Das Urteil des Bundesfinanzhofs vom 23.08.2023 unter dem Aktenzeichen X R 16/21 behandelt eine steuerliche Fragestellung, die besonders im Zusammenhang mit der Erstattung von Kirchensteuer relevant ist. Die grundsätzliche Frage war, ob die Zahlung einer Kirchensteuer, die ein Arbeitnehmer seinem Arbeitgeber im Rahmen eines Regresses erstattet, als Werbungskosten oder als Sonderausgabe bei der Einkommensteuer berücksichtigt werden kann. Diese Thematik berührt nicht nur die steuerrechtliche Einstufung von Ausgaben, sondern auch die Frage nach dem Zusammenhang zwischen beruflichen Tätigkeiten und privaten Steuerpflichten.
Im vorliegenden Fall wurde ein Gesellschafter-Geschäftsführer, der spätere Kläger, von seiner Arbeitgeber-GmbH in Regress genommen, nachdem die GmbH aufgrund einer Lohnsteueraußenprüfung für den Kläger Lohn- und Kirchensteuer nachzahlen musste. Die GmbH haftete gemäß § 42d des Einkommensteuergesetzes (EStG) als Arbeitgeberin für die nicht abgeführte Steuer. Der Kläger erstattete der GmbH daraufhin die Kirchensteuer und machte diese Zahlung in seiner Einkommensteuererklärung als Sonderausgabe geltend.

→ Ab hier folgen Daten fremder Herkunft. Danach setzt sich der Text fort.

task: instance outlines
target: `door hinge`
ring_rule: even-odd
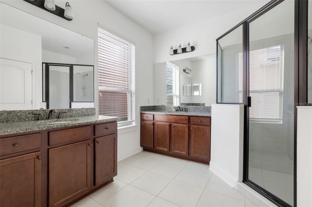
[[[251,107],[251,96],[247,96],[247,107]]]

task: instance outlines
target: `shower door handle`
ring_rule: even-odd
[[[251,96],[247,96],[247,107],[251,107]]]

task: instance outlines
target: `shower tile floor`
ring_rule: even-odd
[[[72,207],[255,207],[209,166],[145,151],[118,162],[114,181]]]

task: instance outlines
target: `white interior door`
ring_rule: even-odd
[[[0,110],[32,109],[32,64],[0,61]]]

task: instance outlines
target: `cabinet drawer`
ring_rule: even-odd
[[[0,139],[0,156],[41,148],[41,133]]]
[[[98,124],[95,126],[95,136],[105,134],[117,131],[117,122]]]
[[[51,146],[89,138],[91,136],[90,126],[49,132],[49,145]]]
[[[141,120],[153,121],[154,120],[154,115],[149,114],[141,114]]]
[[[209,117],[192,117],[191,123],[196,125],[205,125],[210,126],[210,118]]]
[[[165,121],[182,124],[188,123],[188,117],[183,116],[169,116],[163,115],[155,115],[155,120],[159,121]]]

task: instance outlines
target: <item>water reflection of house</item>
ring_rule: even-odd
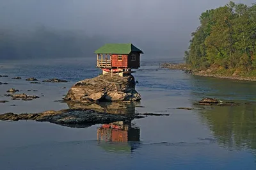
[[[140,128],[132,127],[131,122],[116,121],[99,128],[97,140],[119,143],[140,141]]]

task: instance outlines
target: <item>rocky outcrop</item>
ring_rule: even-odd
[[[48,121],[58,125],[72,127],[88,127],[95,124],[110,123],[118,121],[132,120],[141,118],[138,114],[111,114],[98,112],[93,110],[65,109],[59,111],[49,111],[42,113],[0,114],[0,120],[35,120],[36,121]]]
[[[43,81],[43,82],[67,82],[67,81],[58,79],[52,79],[49,80]]]
[[[216,105],[216,106],[237,106],[239,105],[241,103],[234,102],[232,101],[222,101],[216,98],[204,98],[200,101],[196,102],[194,105]]]
[[[219,101],[216,98],[204,98],[199,102],[200,104],[218,104]]]
[[[26,81],[38,81],[38,80],[34,77],[30,77],[30,78],[26,79]]]
[[[39,98],[38,96],[29,96],[27,95],[25,93],[22,94],[17,94],[17,95],[10,95],[7,96],[10,96],[12,97],[13,100],[17,100],[17,99],[22,99],[22,100],[32,100],[33,99]]]
[[[12,78],[12,79],[20,80],[20,79],[21,79],[21,77],[15,77]]]
[[[15,93],[19,91],[19,89],[15,89],[13,88],[11,88],[6,91],[7,93]]]
[[[113,77],[110,74],[102,75],[77,82],[64,100],[81,103],[138,101],[141,97],[135,90],[135,84],[131,75]]]

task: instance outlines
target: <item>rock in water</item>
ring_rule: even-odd
[[[60,111],[49,111],[42,113],[0,114],[0,120],[19,121],[30,120],[37,121],[48,121],[65,126],[92,125],[110,123],[118,121],[132,120],[142,118],[138,114],[111,114],[98,112],[93,110],[66,109]]]
[[[20,80],[21,77],[16,77],[12,78],[12,79]]]
[[[35,95],[33,95],[33,96],[27,95],[25,93],[13,95],[11,95],[11,97],[14,100],[21,98],[23,100],[32,100],[33,99],[39,98],[38,97],[35,96]]]
[[[49,80],[43,81],[43,82],[67,82],[67,81],[65,80],[61,80],[58,79],[52,79]]]
[[[15,92],[18,92],[19,89],[15,89],[13,88],[11,88],[10,89],[8,90],[6,92],[7,93],[15,93]]]
[[[216,98],[205,98],[199,102],[200,104],[218,104],[219,101]]]
[[[30,78],[26,79],[26,81],[38,81],[38,80],[34,77],[30,77]]]
[[[69,89],[65,100],[74,102],[138,101],[140,95],[135,90],[134,77],[111,74],[101,75],[76,83]]]

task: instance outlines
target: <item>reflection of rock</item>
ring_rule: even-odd
[[[61,79],[49,79],[49,80],[43,81],[43,82],[68,82],[68,81],[65,81],[65,80],[61,80]]]
[[[205,98],[201,101],[194,104],[194,105],[218,105],[218,106],[235,106],[239,105],[241,104],[232,101],[221,101],[212,98]],[[182,108],[182,107],[181,107]],[[179,108],[178,108],[179,109]]]
[[[93,104],[81,104],[67,102],[71,109],[93,109],[97,112],[111,114],[134,114],[135,107],[140,104],[138,102],[131,103],[99,102]]]
[[[30,77],[30,78],[26,79],[26,81],[38,81],[38,80],[34,77]]]
[[[21,79],[21,77],[16,77],[12,78],[12,79],[20,80],[20,79]]]
[[[219,101],[218,101],[216,98],[203,98],[201,101],[199,102],[200,104],[218,104]]]
[[[131,121],[141,118],[135,114],[111,114],[98,112],[93,110],[66,109],[60,111],[50,111],[42,113],[0,114],[1,120],[19,121],[31,120],[37,121],[49,121],[61,125],[81,127],[95,124],[110,123],[118,121]]]
[[[134,142],[140,141],[140,129],[132,127],[131,121],[120,121],[102,125],[97,134],[99,145],[104,150],[130,153],[136,148]]]
[[[13,88],[11,88],[10,89],[8,90],[6,92],[7,93],[15,93],[15,92],[18,92],[19,89],[15,89]]]
[[[140,95],[135,90],[131,75],[111,77],[110,74],[77,82],[68,91],[65,100],[76,102],[137,101]]]
[[[212,106],[198,112],[218,143],[229,150],[256,149],[256,104]]]

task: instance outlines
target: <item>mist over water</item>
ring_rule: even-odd
[[[228,1],[1,0],[0,58],[89,57],[105,43],[182,58],[200,13]]]

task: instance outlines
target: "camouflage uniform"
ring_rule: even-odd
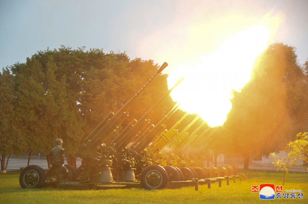
[[[64,165],[64,152],[65,149],[61,147],[63,140],[58,138],[56,140],[56,146],[50,150],[52,167],[56,170],[57,180],[61,182],[62,178],[62,167]]]

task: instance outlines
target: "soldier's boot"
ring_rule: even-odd
[[[59,184],[62,182],[62,176],[63,175],[57,176],[57,188],[59,187]]]

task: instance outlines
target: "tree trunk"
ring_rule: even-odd
[[[30,159],[31,158],[31,150],[29,150],[29,157],[28,158],[28,165],[27,166],[29,166],[30,164]]]
[[[46,157],[47,159],[47,165],[48,166],[48,168],[50,168],[50,154],[48,154],[46,155]]]
[[[3,173],[3,170],[4,168],[4,165],[3,164],[5,162],[5,154],[2,154],[1,155],[1,158],[0,158],[0,160],[1,160],[1,172],[2,173]]]
[[[244,169],[248,170],[249,168],[249,156],[244,155]]]
[[[10,159],[10,157],[11,156],[11,154],[9,154],[9,156],[7,157],[7,159],[6,159],[6,164],[5,165],[5,168],[4,168],[4,170],[3,171],[3,173],[5,174],[6,173],[6,169],[7,168],[7,164],[9,163],[9,159]]]
[[[75,169],[77,169],[76,165],[76,158],[75,155],[71,154],[66,154],[67,160],[67,164],[73,166]]]
[[[285,175],[286,175],[286,172],[284,171],[282,172],[283,174],[283,176],[282,177],[282,186],[285,186]]]

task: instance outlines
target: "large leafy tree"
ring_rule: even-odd
[[[24,147],[14,119],[14,77],[7,68],[0,73],[0,161],[1,172],[4,173],[6,172],[11,154],[21,154]]]
[[[48,155],[54,140],[61,138],[74,166],[73,153],[83,138],[109,112],[123,106],[158,67],[152,60],[131,60],[125,52],[84,48],[47,49],[11,67],[17,118],[29,150]],[[129,110],[130,117],[139,119],[166,91],[166,78],[159,76],[153,82],[158,89],[140,96]]]
[[[304,128],[299,123],[305,119],[299,111],[304,108],[304,75],[295,50],[281,43],[270,45],[257,61],[249,82],[234,93],[225,126],[245,168],[250,156],[282,149]]]

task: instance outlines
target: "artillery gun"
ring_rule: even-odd
[[[180,145],[178,142],[187,135],[186,131],[198,119],[198,117],[179,134],[176,128],[187,116],[188,114],[185,114],[168,131],[164,123],[176,110],[176,106],[156,126],[149,126],[149,115],[176,84],[140,120],[133,120],[111,144],[106,145],[104,143],[111,133],[128,116],[128,113],[126,112],[128,107],[167,66],[164,63],[117,112],[109,113],[84,139],[84,143],[75,153],[82,159],[81,165],[77,170],[66,165],[63,169],[64,176],[62,182],[58,184],[59,187],[100,189],[130,187],[159,189],[165,188],[168,183],[173,183],[172,182],[184,180],[191,181],[195,178],[203,178],[193,172],[193,169],[183,167],[184,168],[181,170],[177,168],[180,165],[175,165],[174,162],[171,165],[173,166],[166,166],[170,165],[171,163],[167,162],[166,158],[160,152],[172,141],[177,142],[177,145]],[[177,84],[182,80],[180,79]],[[129,143],[136,136],[138,137],[137,140],[130,148],[127,148]],[[177,141],[176,137],[180,140],[178,139]],[[153,140],[154,142],[150,145]],[[175,155],[173,156],[175,159],[177,157]],[[43,169],[36,165],[30,165],[22,170],[19,182],[23,188],[40,188],[56,183],[55,171],[49,170],[45,175]]]

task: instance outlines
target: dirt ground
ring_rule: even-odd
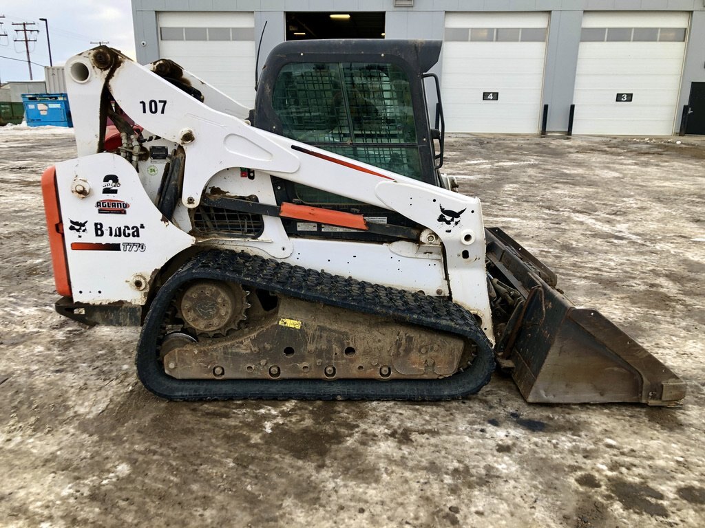
[[[677,139],[455,136],[446,169],[682,407],[530,406],[499,375],[443,403],[169,403],[137,329],[54,311],[39,177],[72,132],[0,128],[0,526],[703,526],[705,142]]]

Das Finanzamt lehnte dies ab und argumentierte, dass die Zahlung nicht als Sonderausgabe abzugsfähig sei, da der Kläger nicht auf seine eigene Kirchensteuerschuld, sondern lediglich im Rahmen eines zivilrechtlichen Regresses gezahlt habe. Auch das Finanzgericht Münster wies die Klage des Klägers ab und stellte fest, dass die Erstattung der Kirchensteuer nicht auf einer eigenen Steuerschuld des Klägers, sondern auf der Haftung der GmbH beruhte.
Der Bundesfinanzhof entschied zugunsten des Klägers und hob das Urteil des Finanzgerichts Münster auf. Er stellte klar, dass die vom Kläger an die GmbH gezahlte Kirchensteuer als Sonderausgabe nach § 10 Abs. 1 Nr. 4 EStG abzugsfähig ist. Diese Zahlung sei auf die persönliche Kirchensteuerschuld des Klägers erfolgt, auch wenn sie im Rahmen eines Regresses an den Arbeitgeber geleistet wurde.
Der Bundesfinanzhof führte aus, dass die Erstattung der Kirchensteuer durch den Kläger an die GmbH nicht als Werbungskosten bei den Einkünften aus nichtselbständiger Arbeit abziehbar ist. Werbungskosten setzen einen objektiven Zusammenhang mit der beruflichen Tätigkeit voraus, der hier nicht gegeben sei, da die Zahlung auf einem zivilrechtlichen Anspruch basiere und nicht direkt durch die berufliche Tätigkeit des Klägers verursacht wurde.
Jedoch kann die Erstattung als Sonderausgabe abgezogen werden. Der Bundesfinanzhof begründete dies damit, dass es sich bei der Erstattung an den Arbeitgeber um eine Zahlung auf die eigene Kirchensteuerschuld des Klägers handelt. Die GmbH hatte die Steuer im Vorgriff auf eine Nachforderung abgeführt, die den Kläger als Steuerschuldner belastete. Somit handelte es sich bei der Erstattung durch den Kläger an die GmbH um eine Zahlung auf seine persönliche Steuerschuld, was den Abzug als Sonderausgabe rechtfertigt.
Wichtig für die Einordnung als Sonderausgabe ist der Umstand, dass die Erstattung der Kirchensteuer durch den Kläger nicht als Drittaufwand gewertet wurde. Der Bundesfinanzhof betonte, dass die Zahlung durch den Arbeitgeber im Wege des Steuerabzugs und die anschließende Erstattung durch den Arbeitnehmer als Teil des Lohnsteuerverfahrens anzusehen sei. Der Kläger wurde durch diese Zahlung wirtschaftlich belastet und war rechtlich verpflichtet, die Steuerschuld zu begleichen, was ihn zum Abzug berechtigte.